Traskk offered a low grumble. Vere grunted, trying to think of a single time when Morgan had been happy to see anyone.

“Oh, I’m sure she’ll be happy to see me,” she said, smiling at her own joke.

The pair of CasterLan guards outside the command tent were wearing desert armor instead of the traditional heavy variety, allowing them to blend in with the yellow sand and also stay cooler. Even so, nothing could keep them from soaking every piece of the armor with sweat as long as they were on Dela Turkomann’s surface.

The guards took one look at Vere, recognized her, and let her enter the main tent without saying anything. As the tent flaps opened, a breeze entered the makeshift command center and the galactic maps that had been arranged on the tables fluttered away. Morgan looked up in annoyance to see who was bothering her. When she saw who it was, she rolled her eyes.

“Nice of you to finally join your own fleet,” she said, not wasting the time or energy to shake hands or engage in other pleasantries. After the maps and papers were collected, she added, “Hello, Traskk, nice to see you again.”

“Uh,” Baldwin said.

“Yeah, sure,” Morgan said. “Nice to see you again, too.”

“I told you she’d be happy to see us,” Vere said, looking around the room.

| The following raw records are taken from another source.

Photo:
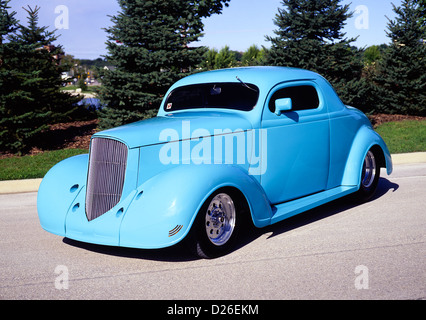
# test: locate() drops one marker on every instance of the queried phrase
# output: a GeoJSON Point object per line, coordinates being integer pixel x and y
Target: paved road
{"type": "Point", "coordinates": [339, 251]}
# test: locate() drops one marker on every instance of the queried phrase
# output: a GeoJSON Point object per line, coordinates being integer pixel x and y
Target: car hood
{"type": "Point", "coordinates": [175, 127]}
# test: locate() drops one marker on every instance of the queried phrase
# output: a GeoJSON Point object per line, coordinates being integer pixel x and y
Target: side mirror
{"type": "Point", "coordinates": [282, 105]}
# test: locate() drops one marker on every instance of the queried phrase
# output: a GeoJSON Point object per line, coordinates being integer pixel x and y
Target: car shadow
{"type": "Point", "coordinates": [180, 253]}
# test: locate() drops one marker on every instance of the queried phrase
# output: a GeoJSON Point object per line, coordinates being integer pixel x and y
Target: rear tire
{"type": "Point", "coordinates": [217, 225]}
{"type": "Point", "coordinates": [369, 177]}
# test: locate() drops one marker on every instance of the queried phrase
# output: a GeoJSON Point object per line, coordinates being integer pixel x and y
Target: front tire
{"type": "Point", "coordinates": [217, 225]}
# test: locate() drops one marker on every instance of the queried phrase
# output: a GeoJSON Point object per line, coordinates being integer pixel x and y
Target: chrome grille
{"type": "Point", "coordinates": [107, 168]}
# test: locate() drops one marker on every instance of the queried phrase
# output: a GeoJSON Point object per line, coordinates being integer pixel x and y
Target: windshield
{"type": "Point", "coordinates": [236, 96]}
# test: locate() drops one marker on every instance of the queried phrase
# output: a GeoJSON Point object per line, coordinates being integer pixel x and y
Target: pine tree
{"type": "Point", "coordinates": [30, 96]}
{"type": "Point", "coordinates": [254, 56]}
{"type": "Point", "coordinates": [402, 69]}
{"type": "Point", "coordinates": [225, 59]}
{"type": "Point", "coordinates": [150, 47]}
{"type": "Point", "coordinates": [309, 36]}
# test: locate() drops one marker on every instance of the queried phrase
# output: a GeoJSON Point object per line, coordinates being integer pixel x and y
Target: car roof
{"type": "Point", "coordinates": [264, 77]}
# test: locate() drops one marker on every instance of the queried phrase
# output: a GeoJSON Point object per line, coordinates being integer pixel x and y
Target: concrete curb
{"type": "Point", "coordinates": [32, 185]}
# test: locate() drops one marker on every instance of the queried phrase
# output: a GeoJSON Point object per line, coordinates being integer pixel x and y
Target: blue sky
{"type": "Point", "coordinates": [242, 24]}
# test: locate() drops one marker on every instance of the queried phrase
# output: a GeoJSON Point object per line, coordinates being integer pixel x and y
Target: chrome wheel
{"type": "Point", "coordinates": [220, 219]}
{"type": "Point", "coordinates": [368, 170]}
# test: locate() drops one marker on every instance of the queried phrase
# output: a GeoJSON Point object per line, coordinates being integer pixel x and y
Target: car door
{"type": "Point", "coordinates": [298, 142]}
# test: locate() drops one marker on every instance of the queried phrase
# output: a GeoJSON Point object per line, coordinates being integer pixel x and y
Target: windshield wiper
{"type": "Point", "coordinates": [245, 85]}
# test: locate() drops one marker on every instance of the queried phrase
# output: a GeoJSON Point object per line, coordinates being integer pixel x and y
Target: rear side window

Westmoreland was on the opposite side of the command center, reviewing ship diagrams with a collection of middle-aged officers. He looked up momentarily and nodded at Vere, then returned to his discussions without interruption.

An old fashioned map, made of paper and pinned with colored tacks to note various celestial bodies, ships, portals, and other key space items, took up one entire wall in front of Vere.

She nudged Traskk and said, “We’re really in trouble if we can’t afford three-dimensional map imagery.”

Morgan sighed. “No electronics are allowed inside the command center. No visuals, no scanners, nothing. I don’t want someone sending our plans to Mowbray.”

Vere shrugged. “You’re the boss.”

“Speaking of which,” Morgan said, reaching for the communicator on Vere’s shoulder.

Vere grabbed Morgan’s wrist before it got to her, and two women stared at each other. Neither of them offered any emotion, but also neither were willing to remove their hands.

Morgan, in a perfectly even and calm voice, said, “Everyone follows the rules. No one is above them.”

“If you don’t remember, I’m the one who put you in charge,” Vere said.

“Then let me do my job.”

As she unbuckled the communicator from her shoulder, Vere said, “It’s my kingdom. Do you really think I’d betray my people?”